- Born: July 12, 1916 near Milwaukee, Wisconsin, United States
- Died: June 25, 2013 (aged 96) Arlington, Virginia, United States
- Occupation: Photojournalist
- Agent: National Geographic
- Spouse: Janet (deceased)
- Children: 4

= Robert E. Gilka =

American photojournalist

Robert E. Gilka (July 12, 1916 – June 25, 2013) was an American photojournalist best known for being an editor and director of photography at National Geographic for 27 years (1958-1985).

==Biography==

Robert Gilka was born in 1916 near Milwaukee, Wisconsin. Gilka graduated from Marquette University in 1939 with a degree in journalism. Upon graduation, he published a four-page tabloid sized job description called "The Gilka Graphic", a chronicle of his experience and qualifications, which he sent to several hundred editors around the country. The job market was still at a depression low and he was hired by the Zanesville, Ohio Signal newspaper as a general reporter, sports editor, and photographer. At the Signal, he met and married Janet Andrews Bailey, a reporter at the Zanesville Signal in 1941. Their four children are Greer, Jena, Geoffrey, and Gregory. Janet died in 2004. Gilka died at the age of 96 in an Arlington, Virginia hospice on June 25, 2013, after his third bout of pneumonia that year.

==Career==
World War II interrupted Gilka’s Zanesville career. He volunteered for the Signal Corps, in which he expected to be a photographer. Instead the Army made him an X-ray technician in the medical corps. He served in both the Pacific and European theaters and rose from private to captain.

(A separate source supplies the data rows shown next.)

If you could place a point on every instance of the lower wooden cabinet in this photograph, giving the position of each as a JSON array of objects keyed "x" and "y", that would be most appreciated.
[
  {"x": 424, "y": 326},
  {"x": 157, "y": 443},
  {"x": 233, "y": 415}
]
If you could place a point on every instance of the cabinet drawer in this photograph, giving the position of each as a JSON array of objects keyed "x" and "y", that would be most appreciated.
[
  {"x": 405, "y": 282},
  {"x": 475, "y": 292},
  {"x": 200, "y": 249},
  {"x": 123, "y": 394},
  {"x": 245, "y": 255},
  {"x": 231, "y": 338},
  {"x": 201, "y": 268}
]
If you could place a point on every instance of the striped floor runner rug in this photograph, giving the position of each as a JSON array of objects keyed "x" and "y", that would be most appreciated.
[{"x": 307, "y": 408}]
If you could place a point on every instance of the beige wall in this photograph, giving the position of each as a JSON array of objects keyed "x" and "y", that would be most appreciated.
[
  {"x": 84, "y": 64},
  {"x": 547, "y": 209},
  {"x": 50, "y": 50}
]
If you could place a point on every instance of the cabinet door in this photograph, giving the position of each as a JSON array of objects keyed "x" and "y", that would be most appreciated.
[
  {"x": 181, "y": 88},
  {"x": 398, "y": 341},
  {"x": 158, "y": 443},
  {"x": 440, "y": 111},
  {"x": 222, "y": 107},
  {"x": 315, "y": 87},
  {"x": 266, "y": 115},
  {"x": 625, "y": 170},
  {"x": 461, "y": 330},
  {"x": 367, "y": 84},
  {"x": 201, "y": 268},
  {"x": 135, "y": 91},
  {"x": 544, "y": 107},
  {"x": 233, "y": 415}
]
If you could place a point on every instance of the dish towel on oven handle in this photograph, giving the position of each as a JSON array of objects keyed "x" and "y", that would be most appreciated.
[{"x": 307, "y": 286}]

After his discharge in 1945, Gilka was offered a managing editor’s job in Zanesville but turned it down to go back to his home town and work as a copy editor and sports writer for the Milwaukee Journal. His continuing interest in photography propelled him to the picture desk, which he took over in 1952.

Gilka was invited to join the staff of the National Geographic in 1958 and, after a stint as a picture editor, was named director of photography in 1963. In that role, he was responsible for making the photographic assignments for all the Society’s books and magazines. He pioneered a summer intern program for university students who sought careers in photojournalism. Scores went through the program. Some became staff members; others are on newspaper staffs scattered around the country. He also nurtured and hired photographers he met as a member of the University of Missouri photojournalism workshop faculty for nearly 50 years. For 17 years he was in charge of the Hearst annual photojournalism contest.

==Gilka's Gorillas==
Words of encouragement from Bob Gilka were responsible for the development of dozens of photographers. During his years at National Geographic, they became known as "Gilka’s Gorillas"—probably a result of Jane Goodall, naming one of her research chimps (Gilka) after him. At the Geographic he was a staunch supporter of photographers while they traveled throughout the world. He was often willing to defend expense account items such as "Cessna 185 aircraft" (the whole plane—not a rental) or obscure items such as "Mouse for rattlesnake, house for mouse, cheese for mouse."

He had a sense of humor that often perplexed new photographers and visitors. On his office door a sign read "Wipe knees before entering"—next to his desk was a confessional kneeling bench.

Photojournalist Ted Spiegel said of him, "Gilka understood empowerment before it was a buzz word. An assignment from Gilka endowed you with unique opportunities and empowered you to probe with responsibility."

While at the Geographic, magazine circulation rose from less than 2 million to over 10 million.

He retired from National Geographic in 1985 and served as an adjunct professor of photojournalism at Syracuse University until 1992.